Così, quando una banale lite incrina l'onorabilità della famiglia, Leo può dimostrare il proprio valore distruggendo la vetrina del bar protetto dalla cosca rivale. Poco più di una ragazzata. Che però, in un microcosmo arcaico, fatto di gerarchie immodificabili, di alleanze e matrimoni da combinare nella ritualità di un pranzo tra famiglie, finisce per allargare le diffidenze e innescare la spirale delle vendette. Le anime sono inaccessibili e impervie quanto la montagna aspra e desolata, vera protagonista della storia. Anche se l'assessore alla Cultura della Calabria, Mario Caligiuri, non accetta certi commenti stereotipati alla sua regione, «un territorio che offre molto altro».

«Ho voluto - ha spiegato Munzi - che il film fosse recitato in dialetto. Non perché è di moda, quanto perché illustra il senso della vicenda. Quella gente ha un'identità forte e altèra, tanto da mettere in discussione ancor oggi l'appartenenza all'unità nazionale.

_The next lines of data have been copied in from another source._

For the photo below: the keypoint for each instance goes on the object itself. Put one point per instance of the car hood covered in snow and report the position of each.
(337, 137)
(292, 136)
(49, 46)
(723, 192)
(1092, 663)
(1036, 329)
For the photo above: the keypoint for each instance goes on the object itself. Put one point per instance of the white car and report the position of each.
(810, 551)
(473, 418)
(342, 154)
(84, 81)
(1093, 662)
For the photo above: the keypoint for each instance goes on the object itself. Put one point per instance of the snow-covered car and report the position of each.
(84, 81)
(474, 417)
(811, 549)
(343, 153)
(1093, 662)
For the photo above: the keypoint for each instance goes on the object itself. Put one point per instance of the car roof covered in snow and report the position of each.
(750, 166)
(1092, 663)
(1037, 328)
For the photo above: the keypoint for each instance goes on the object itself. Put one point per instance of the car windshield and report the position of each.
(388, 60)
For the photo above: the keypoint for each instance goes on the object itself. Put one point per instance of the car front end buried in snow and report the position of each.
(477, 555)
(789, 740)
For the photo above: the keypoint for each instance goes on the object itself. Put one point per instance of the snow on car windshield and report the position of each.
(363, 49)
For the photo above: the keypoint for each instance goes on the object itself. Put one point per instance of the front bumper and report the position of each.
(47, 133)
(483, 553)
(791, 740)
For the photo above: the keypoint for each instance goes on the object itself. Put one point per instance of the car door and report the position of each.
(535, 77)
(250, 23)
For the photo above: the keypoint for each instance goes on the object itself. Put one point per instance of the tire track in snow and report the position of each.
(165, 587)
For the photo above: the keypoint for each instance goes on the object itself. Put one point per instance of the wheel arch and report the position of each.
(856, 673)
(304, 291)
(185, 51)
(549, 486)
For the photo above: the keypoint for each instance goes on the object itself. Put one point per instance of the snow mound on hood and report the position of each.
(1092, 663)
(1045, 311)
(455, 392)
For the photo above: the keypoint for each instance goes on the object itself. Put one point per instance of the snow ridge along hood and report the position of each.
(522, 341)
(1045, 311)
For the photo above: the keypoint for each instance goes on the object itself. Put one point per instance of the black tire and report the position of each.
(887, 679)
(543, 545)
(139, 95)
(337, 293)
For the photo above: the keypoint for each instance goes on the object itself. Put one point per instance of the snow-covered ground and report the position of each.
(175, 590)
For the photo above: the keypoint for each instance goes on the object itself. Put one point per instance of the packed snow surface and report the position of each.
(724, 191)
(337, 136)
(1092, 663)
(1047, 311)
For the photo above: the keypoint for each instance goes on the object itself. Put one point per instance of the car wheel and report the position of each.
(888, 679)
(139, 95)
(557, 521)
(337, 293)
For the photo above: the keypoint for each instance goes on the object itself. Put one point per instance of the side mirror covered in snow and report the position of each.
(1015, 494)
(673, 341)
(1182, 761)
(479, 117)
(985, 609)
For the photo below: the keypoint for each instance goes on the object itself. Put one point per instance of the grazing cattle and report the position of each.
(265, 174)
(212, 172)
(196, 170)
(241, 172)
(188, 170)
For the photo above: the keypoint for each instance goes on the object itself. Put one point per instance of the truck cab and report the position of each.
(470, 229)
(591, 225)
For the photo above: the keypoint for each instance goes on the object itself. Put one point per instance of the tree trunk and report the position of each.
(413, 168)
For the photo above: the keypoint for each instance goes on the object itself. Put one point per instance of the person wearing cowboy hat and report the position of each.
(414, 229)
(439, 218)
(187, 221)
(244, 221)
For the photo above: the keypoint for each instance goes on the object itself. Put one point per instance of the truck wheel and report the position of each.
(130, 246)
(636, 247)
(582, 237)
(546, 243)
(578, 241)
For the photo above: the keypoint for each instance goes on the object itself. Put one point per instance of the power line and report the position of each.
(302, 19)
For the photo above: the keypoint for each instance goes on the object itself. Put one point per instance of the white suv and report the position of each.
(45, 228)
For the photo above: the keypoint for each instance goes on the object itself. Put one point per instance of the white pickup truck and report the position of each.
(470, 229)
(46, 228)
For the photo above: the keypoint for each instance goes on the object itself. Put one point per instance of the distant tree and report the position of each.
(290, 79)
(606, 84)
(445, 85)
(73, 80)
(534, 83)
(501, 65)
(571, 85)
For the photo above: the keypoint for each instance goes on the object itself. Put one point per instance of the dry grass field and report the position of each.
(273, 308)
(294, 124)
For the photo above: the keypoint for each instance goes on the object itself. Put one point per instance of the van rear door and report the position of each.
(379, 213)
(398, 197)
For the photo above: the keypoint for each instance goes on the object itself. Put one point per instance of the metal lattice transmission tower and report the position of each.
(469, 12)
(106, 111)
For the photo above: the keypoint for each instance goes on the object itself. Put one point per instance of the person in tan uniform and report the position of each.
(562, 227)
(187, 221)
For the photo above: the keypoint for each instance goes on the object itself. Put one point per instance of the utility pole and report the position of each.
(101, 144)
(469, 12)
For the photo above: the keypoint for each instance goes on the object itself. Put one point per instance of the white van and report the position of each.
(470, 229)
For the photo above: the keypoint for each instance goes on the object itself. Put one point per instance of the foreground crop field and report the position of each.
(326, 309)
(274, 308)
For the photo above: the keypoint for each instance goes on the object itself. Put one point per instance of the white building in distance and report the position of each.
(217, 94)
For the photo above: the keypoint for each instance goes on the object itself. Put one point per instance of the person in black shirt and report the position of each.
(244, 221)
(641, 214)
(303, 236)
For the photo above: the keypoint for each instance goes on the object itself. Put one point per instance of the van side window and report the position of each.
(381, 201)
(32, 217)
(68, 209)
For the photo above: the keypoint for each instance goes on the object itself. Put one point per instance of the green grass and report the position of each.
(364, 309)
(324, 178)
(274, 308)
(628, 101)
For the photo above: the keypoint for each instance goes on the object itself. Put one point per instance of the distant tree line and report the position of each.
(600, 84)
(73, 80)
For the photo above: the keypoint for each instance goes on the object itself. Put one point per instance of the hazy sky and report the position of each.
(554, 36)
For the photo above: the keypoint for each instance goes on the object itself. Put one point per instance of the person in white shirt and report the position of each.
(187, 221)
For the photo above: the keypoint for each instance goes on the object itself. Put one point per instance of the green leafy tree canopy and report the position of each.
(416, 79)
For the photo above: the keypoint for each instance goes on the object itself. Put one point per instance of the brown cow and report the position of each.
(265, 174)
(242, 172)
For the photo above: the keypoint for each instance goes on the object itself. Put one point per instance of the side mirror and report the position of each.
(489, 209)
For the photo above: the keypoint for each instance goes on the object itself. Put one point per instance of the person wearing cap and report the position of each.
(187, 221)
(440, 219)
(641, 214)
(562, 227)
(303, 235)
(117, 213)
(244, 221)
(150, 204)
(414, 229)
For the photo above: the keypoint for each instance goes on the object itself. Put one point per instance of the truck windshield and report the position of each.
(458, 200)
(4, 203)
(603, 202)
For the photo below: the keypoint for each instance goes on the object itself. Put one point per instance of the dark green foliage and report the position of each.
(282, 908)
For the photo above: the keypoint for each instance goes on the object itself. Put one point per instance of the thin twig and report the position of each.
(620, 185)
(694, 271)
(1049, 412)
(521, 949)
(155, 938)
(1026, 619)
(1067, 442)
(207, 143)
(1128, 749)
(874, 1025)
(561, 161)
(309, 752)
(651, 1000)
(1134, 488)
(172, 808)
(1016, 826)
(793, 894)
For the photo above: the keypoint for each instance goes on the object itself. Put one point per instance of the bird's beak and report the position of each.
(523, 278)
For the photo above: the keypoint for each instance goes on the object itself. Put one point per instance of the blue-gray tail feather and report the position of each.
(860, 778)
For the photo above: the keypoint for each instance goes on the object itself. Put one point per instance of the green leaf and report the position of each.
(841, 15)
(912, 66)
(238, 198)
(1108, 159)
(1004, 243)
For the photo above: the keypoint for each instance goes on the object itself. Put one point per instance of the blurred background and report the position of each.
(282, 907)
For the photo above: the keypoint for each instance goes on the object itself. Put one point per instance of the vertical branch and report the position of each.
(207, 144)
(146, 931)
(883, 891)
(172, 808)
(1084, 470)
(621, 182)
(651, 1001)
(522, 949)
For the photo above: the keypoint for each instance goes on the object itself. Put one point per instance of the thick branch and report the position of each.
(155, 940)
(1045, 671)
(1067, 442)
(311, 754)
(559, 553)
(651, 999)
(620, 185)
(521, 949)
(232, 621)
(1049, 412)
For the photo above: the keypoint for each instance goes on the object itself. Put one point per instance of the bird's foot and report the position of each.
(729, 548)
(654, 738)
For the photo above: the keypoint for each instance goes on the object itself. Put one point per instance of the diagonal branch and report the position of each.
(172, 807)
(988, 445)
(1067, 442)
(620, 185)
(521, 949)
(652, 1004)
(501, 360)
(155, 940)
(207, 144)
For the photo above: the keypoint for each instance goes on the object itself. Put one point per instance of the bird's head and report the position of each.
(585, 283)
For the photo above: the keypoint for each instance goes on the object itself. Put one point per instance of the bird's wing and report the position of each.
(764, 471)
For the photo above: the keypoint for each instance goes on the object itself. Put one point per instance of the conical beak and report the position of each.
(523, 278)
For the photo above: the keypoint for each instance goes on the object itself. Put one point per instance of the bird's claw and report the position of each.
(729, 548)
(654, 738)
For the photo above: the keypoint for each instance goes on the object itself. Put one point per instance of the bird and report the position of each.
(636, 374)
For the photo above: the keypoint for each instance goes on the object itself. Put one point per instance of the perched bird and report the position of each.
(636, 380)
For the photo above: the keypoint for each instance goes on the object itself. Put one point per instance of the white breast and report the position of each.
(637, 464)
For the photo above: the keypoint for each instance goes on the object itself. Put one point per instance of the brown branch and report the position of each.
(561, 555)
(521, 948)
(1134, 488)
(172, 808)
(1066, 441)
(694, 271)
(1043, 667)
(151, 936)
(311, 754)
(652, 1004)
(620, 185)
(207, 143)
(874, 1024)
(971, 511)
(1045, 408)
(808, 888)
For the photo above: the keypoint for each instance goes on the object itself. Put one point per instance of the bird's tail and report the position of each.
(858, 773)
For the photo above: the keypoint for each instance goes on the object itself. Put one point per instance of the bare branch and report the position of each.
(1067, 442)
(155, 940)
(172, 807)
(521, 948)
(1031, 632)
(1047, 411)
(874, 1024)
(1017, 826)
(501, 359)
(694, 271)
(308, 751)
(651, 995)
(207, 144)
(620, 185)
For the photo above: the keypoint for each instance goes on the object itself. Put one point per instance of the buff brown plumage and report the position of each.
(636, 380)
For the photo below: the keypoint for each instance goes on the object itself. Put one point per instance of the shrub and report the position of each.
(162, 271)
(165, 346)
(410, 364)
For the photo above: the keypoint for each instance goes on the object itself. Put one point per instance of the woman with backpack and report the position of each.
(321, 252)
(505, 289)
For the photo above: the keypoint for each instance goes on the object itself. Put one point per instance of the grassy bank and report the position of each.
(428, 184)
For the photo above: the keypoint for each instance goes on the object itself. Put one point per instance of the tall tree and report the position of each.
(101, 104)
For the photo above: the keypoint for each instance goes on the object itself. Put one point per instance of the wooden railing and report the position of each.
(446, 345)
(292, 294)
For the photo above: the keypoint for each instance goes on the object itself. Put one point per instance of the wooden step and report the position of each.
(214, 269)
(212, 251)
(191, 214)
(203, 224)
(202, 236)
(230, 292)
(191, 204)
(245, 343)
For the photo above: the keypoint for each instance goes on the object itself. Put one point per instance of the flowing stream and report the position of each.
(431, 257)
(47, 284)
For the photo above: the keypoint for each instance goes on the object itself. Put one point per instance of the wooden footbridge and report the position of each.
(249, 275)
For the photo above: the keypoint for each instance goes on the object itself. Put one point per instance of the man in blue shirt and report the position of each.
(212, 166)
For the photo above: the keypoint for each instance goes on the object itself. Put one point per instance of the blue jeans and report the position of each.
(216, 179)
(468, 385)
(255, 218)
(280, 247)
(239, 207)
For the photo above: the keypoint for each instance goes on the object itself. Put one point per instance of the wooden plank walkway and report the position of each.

E da sviluppare un senso di rivalsa nei confronti di uno Stato in cui non si riconosce. È un'ideologia che ritengo pericolosa. Per questo - ha continuato il regista - ho voluto conoscere persone reali che avessero avuto una vita simile a quella dei miei personaggi. Ho coinvolto attori non professionisti, abitanti delle zone dove ho girato, Africo, Bova, Locri. Professori, avvocati, muratori, agricoltori, pastori sono diventati per l'occasione attori, e dei migliori. Abbiamo scritto e riscritto i dialoghi, quasi costruendo la lingua di Anime nere . Gli attori hanno preso dai non professionisti le cadenze, le espressioni, le movenze. I non attori invece hanno imparato le regole del mestiere, capendo che recitare è un lavoro.

Si sono mescolati: alla fine non li distinguevo più».